Somehow, I think I’ll be able to live with the guilt.

Happy hump day, everyone.

18 comments:

RazZDoodle said...

Being attractive AND desperate is how I snagged WifeDoodle.

Vanilla said...

I would guess that the women are giving up dignity for a shot at being famous. It's the American way.

Marcy said...

Ooohhh Razz that was harsh!

I don't think I've ever watched The Bach. I did however lurve Joe Millionaire when that shiz was out. Nothing like watching a bunch of gold diggers go after a "millionaire" only to have the rug pulled from under them at the end. Makes me smile :-)

Glaven Q. Heisenberg said...

I've never seen the Bachelor, but I imagine the attraction is derived from its depiction of a simpler, happier time when women - no matter how beautiful, intelligent and accomplished - were chattel.

I'll never forget, as a kid, when we'd set down to dinner and Pa would say to Ma, "Woman, did you plow the back 40 yet?" And Ma would say, "Pa, I done already put the ox in the barn!" And Pa would say, "Who said anything 'bout lettin' ya use the ox?"

Good times, good times!

Pa NEVER regretted choosing Ma to be his bride when he was on that game show. Sure, some of the other women had bigger haunches, but Ma had gumption!

tfh said...

I'm not sure I can top Glaven's comment. (He used the word "chattel." How can you top that? Well, your harem sentence does the trick.)

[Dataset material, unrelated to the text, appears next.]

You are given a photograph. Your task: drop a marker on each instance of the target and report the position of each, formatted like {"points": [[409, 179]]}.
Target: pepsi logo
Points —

Anyway, I agree w/ Vanilla, and actually I find it more pathetic and demeaning that anybody would go on the Bachelor to find fame than if I actually sensed they were looking for true love.

Ms. V. said...

I didn't watch the Bachelor, but got sucked into Momma's Boys. Gah!

Nitmos said...

The Bachelor? No thanks. I'm more of a "Double Shot of Love with the Ikki Twins" kind of guy.

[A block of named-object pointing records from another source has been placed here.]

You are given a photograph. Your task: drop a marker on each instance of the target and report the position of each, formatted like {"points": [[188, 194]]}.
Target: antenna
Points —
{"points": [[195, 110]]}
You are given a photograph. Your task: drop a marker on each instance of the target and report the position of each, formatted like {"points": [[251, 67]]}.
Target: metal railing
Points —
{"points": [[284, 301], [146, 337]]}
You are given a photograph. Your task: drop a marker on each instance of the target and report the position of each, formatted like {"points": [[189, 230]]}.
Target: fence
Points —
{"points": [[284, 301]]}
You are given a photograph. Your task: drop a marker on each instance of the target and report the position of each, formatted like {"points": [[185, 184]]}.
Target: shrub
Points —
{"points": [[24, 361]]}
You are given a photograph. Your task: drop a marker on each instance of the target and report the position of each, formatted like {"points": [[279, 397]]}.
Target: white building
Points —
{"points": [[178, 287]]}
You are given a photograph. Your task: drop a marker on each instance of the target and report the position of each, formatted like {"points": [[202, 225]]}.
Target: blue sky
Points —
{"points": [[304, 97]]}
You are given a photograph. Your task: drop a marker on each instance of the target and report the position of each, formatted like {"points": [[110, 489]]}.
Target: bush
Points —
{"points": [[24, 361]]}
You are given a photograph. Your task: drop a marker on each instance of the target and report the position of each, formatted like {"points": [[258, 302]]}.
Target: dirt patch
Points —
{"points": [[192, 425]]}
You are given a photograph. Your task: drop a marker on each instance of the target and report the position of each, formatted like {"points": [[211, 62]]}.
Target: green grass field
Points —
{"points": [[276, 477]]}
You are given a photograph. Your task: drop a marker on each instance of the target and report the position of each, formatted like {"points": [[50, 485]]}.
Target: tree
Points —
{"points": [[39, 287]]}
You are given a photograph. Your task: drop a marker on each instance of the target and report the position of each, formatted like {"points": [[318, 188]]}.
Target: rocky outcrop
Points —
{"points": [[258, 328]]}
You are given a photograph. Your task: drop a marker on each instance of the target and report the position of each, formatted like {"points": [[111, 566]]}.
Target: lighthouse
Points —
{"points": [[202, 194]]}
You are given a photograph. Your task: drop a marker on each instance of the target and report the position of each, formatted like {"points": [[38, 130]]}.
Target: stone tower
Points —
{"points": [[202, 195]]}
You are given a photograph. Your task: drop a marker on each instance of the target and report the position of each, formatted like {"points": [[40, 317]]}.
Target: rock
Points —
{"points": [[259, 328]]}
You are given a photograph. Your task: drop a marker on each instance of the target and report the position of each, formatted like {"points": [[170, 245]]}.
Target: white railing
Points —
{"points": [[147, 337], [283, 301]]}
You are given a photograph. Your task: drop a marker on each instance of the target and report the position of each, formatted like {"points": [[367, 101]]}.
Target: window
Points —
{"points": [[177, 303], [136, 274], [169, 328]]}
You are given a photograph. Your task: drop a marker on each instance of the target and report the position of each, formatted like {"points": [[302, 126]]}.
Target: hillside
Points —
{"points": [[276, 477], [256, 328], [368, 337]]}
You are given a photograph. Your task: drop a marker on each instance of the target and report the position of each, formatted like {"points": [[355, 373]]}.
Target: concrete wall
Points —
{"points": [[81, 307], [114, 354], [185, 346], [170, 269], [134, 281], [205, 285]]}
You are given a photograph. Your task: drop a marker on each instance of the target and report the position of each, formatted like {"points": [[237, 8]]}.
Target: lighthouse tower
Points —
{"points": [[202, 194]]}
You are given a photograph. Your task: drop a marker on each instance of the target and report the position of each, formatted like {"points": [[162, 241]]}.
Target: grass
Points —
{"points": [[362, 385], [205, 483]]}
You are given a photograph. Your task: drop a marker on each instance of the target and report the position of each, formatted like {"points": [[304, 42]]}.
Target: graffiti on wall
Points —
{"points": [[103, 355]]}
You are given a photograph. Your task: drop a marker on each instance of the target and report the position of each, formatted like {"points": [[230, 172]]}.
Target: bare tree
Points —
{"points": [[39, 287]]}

The Running Knitter said...

I always get sucked into that mindless tv!

Ted said...

I am sure you are amazed at how much trash we have on TV these days. Not like you see so many National Geographic-type shows these days. Plainly put - trash, trash, trash.

theloosemoose said...

"The Bachelor" is like a PBS show compared to "Momma's Boys". I, of course, lurve them both.

A few seasons back there was a bachelor who was a marathoner, so I justifed my obsessive viewing my saying it was in the name of research.

Susan said...

Such an addicting show! But it's no wonder the marriages never really work out...

Karen said...

Watching shows like the batchelor make me fear for the future of america. Seriously. This is the genepool we are going to use to create a better nation? Seriously?
LOL!
How about Wife-Swap? With Margerite Perrin? "Gorgyle and sikicks? tainted stuff!" /Shudder/

Lily on the Road said...

I kinda liked Brett Michaels on Rock of Love....NOT...

The Laminator said...

Xenia, I totally agree...maybe that's why I don't watch the show (or its female counterpart)...I think the craziness started with 'Who Wants to Marry A Millionaire?' and it's just trickled down from there.

McB said...

"willing to check their self-respect at the door"

I don't watch any of those reality shows for just reason. I deal with enough idiots in my life, I don't need them in my free time, too.

Meg said...

Yeah I don't get those people either. I always wonder how people go back to their jobs and lives after the show is over, and they've been seen acting like an insane ditz. Safe travels!

Heather said...

I used to be totally adicted to the Bachelor - I'm forcing myself not to watch this season because it just seems a little too much to drag kids into it.

Laura said...

The Bachelor becomes pure awesomeness when you add a good girlfriend, a few bottles of wine, and some snark a la Lincee's recaps.